Peut-on pour autant se tromper dans un DPE ? Oui, comme dans
toute mission technique, une erreur est possible. Une surface mal relevée, une
donnée mal saisie, un système mal identifié peuvent impacter le résultat. Mais
dans la majorité des cas, l’écart entre deux voisins ne relève pas d’une
erreur, mais d’une différence réelle, parfois minime, parfois structurelle.

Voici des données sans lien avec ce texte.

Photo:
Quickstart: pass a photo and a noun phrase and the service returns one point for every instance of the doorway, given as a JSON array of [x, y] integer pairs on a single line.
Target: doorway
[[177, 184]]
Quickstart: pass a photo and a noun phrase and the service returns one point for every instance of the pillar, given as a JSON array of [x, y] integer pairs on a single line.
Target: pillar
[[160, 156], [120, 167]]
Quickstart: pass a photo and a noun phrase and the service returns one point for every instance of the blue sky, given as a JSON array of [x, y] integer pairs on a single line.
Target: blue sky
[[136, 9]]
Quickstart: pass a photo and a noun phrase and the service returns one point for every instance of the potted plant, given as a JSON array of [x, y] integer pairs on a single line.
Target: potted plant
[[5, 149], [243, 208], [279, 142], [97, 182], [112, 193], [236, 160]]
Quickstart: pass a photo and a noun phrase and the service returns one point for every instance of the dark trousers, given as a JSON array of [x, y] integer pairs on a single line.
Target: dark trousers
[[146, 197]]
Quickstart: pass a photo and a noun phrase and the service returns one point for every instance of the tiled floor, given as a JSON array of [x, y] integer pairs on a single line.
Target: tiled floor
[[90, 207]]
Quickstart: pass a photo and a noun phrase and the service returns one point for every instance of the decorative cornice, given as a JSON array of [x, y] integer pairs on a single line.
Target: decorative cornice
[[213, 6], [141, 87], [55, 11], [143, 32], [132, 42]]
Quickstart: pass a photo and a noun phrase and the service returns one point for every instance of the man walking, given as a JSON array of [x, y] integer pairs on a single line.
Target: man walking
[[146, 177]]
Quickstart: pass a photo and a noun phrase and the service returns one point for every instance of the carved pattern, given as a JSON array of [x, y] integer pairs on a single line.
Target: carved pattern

La vraie question n’est donc pas de savoir pourquoi le
voisin est mieux classé. La vraie question est de comprendre ce qui, dans votre
propre logement, pèse sur la note. Isolation des combles, remplacement des
menuiseries, changement de générateur de chauffage, amélioration de la
ventilation. Le DPE ne juge pas. Il révèle un niveau de performance énergétique
à un moment donné.
Comparer peut être utile, à condition de comparer
techniquement. La classe énergétique n’est ni une médaille ni une sanction
morale. C’est un indicateur. Et comme tout indicateur, il prend son sens
lorsqu’on en comprend la méthode, les limites et les leviers d’amélioration.
En 2026, le DPE influence la vente, la location et parfois
le financement. Mais il ne dit pas tout d’un bien. Il n’évalue ni
l’emplacement, ni la qualité architecturale, ni la valeur patrimoniale globale.
Il mesure la performance énergétique réglementaire. Rien de plus. Rien de
moins.
Si votre voisin est classé C et que vous êtes classé E, la réponse n’est pas dans la comparaison. Elle est dans les caractéristiques réelles de votre bâtiment. Et c’est en les analysant objectivement que l’on peut décider, ou non, d’agir.